Transporters are key determinants of drug ADME properties. There are two classes of transporters. Many drugs have been proven to be substrates or inhibitors of ion transporters and would affect drug absorption, distribution, excretion, and interaction to different degrees. The importance of ion transporters in drug discovery has been growing increasingly, which would make a significant impaction on drug safety and efficiency. Several examples are listed below which show the involvement of the transporters in pathogenesis.
Trace ion flux is ideal for transporter screening
Transporters lack voltage sensors and cannot be as easily manipulated with a voltage clamp. Many co-transporters are electrically neutral and do not generate current. Considering labeling technologies such as radioactive or fluorescence-based assays there is a limited sensitivity and limited molecule turnover per seconds. Electrophysiological technologies also have little to no measurable current as ion flux through transporters is usually too slow and small. Trace Ion Flux is one of the best methods capable of obtaining high throughput activity measurements for electro-neutral ion transporters.
Non-radioactive Rubidium Flux Assay in Ion Transporters Research
Small and sometimes electroneutral ion fluxes can limit the application of conventional EP methods to ion transporter study. Aurora’s ICR and assay services is an optimal technology for both functional and pharmacological transporter study.
Ion transporters are membrane proteins that facilitate the passage of ions against their concentration gradients. They are significant drug targets that have broad implications in drug discovery and development. The ion flux of transporters is much lower than what would be observed in the case of ion channels and in some cases is non-existent. This makes study by conventional means quite difficult. Over the past few years, we have worked diligently to refine our assays to be able to screen compound libraries and perform structure-function assessments of ion transporters.

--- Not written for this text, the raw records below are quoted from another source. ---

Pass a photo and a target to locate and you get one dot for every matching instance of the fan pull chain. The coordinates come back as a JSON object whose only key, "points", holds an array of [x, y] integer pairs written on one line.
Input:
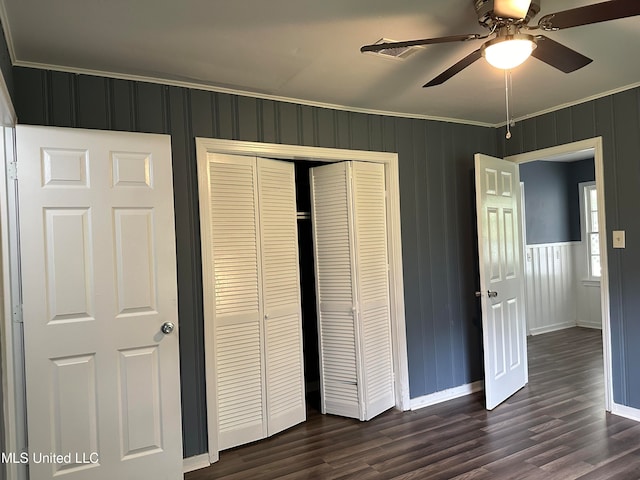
{"points": [[507, 77]]}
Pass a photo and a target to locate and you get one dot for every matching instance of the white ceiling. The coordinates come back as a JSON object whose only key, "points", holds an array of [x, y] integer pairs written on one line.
{"points": [[308, 51]]}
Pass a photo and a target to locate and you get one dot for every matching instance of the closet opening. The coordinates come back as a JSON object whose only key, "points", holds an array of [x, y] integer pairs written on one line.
{"points": [[245, 188], [308, 284]]}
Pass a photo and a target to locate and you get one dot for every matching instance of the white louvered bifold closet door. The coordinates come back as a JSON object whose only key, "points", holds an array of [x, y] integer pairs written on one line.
{"points": [[335, 289], [281, 295], [352, 282], [238, 311], [373, 287]]}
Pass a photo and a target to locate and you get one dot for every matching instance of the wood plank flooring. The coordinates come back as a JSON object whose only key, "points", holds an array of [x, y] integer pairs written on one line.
{"points": [[553, 429]]}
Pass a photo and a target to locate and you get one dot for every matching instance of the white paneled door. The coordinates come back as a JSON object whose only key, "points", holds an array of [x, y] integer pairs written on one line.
{"points": [[501, 278], [100, 304]]}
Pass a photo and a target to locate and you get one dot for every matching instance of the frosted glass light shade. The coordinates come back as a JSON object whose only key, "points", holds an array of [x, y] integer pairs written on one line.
{"points": [[508, 52]]}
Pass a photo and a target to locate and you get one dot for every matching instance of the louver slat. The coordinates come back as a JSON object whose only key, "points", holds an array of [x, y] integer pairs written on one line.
{"points": [[281, 296], [334, 284], [238, 343], [350, 234], [373, 287]]}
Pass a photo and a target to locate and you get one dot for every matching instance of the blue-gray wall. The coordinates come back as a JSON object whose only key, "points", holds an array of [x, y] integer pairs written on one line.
{"points": [[616, 118], [436, 196], [552, 202]]}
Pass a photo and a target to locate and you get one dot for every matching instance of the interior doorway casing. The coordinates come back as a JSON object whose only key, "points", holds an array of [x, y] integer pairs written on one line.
{"points": [[205, 146], [594, 145]]}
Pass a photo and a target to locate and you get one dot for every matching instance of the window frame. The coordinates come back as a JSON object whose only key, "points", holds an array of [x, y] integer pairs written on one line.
{"points": [[586, 210]]}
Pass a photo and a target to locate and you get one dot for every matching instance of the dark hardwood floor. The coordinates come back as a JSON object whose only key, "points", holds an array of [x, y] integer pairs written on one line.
{"points": [[553, 429]]}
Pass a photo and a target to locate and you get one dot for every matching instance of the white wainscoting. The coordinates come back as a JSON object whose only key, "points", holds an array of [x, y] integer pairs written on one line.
{"points": [[589, 312], [557, 297]]}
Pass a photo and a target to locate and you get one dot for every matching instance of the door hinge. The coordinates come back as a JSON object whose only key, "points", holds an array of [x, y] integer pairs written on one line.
{"points": [[12, 170], [17, 313]]}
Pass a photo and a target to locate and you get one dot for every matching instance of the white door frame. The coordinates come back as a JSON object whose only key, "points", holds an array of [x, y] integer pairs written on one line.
{"points": [[296, 152], [594, 144], [11, 346]]}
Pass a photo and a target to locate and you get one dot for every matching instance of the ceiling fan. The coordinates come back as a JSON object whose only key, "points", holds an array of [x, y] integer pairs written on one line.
{"points": [[511, 44]]}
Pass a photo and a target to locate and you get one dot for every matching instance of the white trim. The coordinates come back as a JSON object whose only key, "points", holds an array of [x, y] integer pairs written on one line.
{"points": [[587, 324], [191, 464], [590, 98], [551, 328], [594, 144], [446, 395], [7, 112], [13, 379], [4, 18], [626, 412], [297, 152], [245, 93]]}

One example is the high throughput screening of NKCC1 Modulators (Roche) – NKCC1 transporters produce an electroneutral flux across cell membranes, making study by patch-clamp impractical. A study published in conjunction with Roche details the ICR as a highly effective tool for high throughput screening of NKCC1 channels. As a result of this study, several hits were obtained from a focused library of 1450 compounds.
Researchers from Roche performed high-throughput screening campaigns for modulators of a cation-chloride co-transporter using the ICR 12000.
Download their poster from the 2016 Ion Channel Summit to see how Roche developed a high throughput rubidium (Rb+) uptake assay for measuring NKCC1 function and subsequently screened 1.2 million compounds using Aurora’s ICR 12000.
Recently Published Papers (2020)
More recently Aurora’s ICR technology has been used for high throughput screening of NKCC1 modulators and the finding on the Role of NKCC1 activity in glioma K+ homeostasis and cell growth has been published by a research group at the University of Pittsburgh. Na+-K+-2Cl- cotransporter isoform 1 (NKCC1) is an important transporter that regulates intracellular K+ and Cl- homeostasis and cell volume. Researchers at the U of Pittsburgh investigated the role of NKCC1 in regulating glioma K+ influx and proliferation in response to apoptosis-inducing by temozolomide (TMZ) chemotherapeutic drug. The efficacy of STS66, a new BMT-derivative NKCC1 inhibitor in blocking NKCC1 activity was compared with bumetanide (BMT), a well-established NKCC1 inhibitor. NKCC1 activity in cultured mouse GL26 and SB28-GFP glioma cells was measured by Rb+ (K+) influx using Aurora’s ion channel reader 8000 (ICR 8000).
Importance of NKCC
The Na-K-Cl cotransporter known as (NKCC) is a protein that helps the secondary active transport of sodium (1Na+), potassium (1K +), and chloride (2Cl –) ions into cells. NKCC mainly is present in tissues including brain and kidney and is considered as an important drug target in hypertension, epilepsy, and neonatal seizures. In humans there are two isoforms of NKCC known as NKCC1 and NKCC2, encoded by two different genes.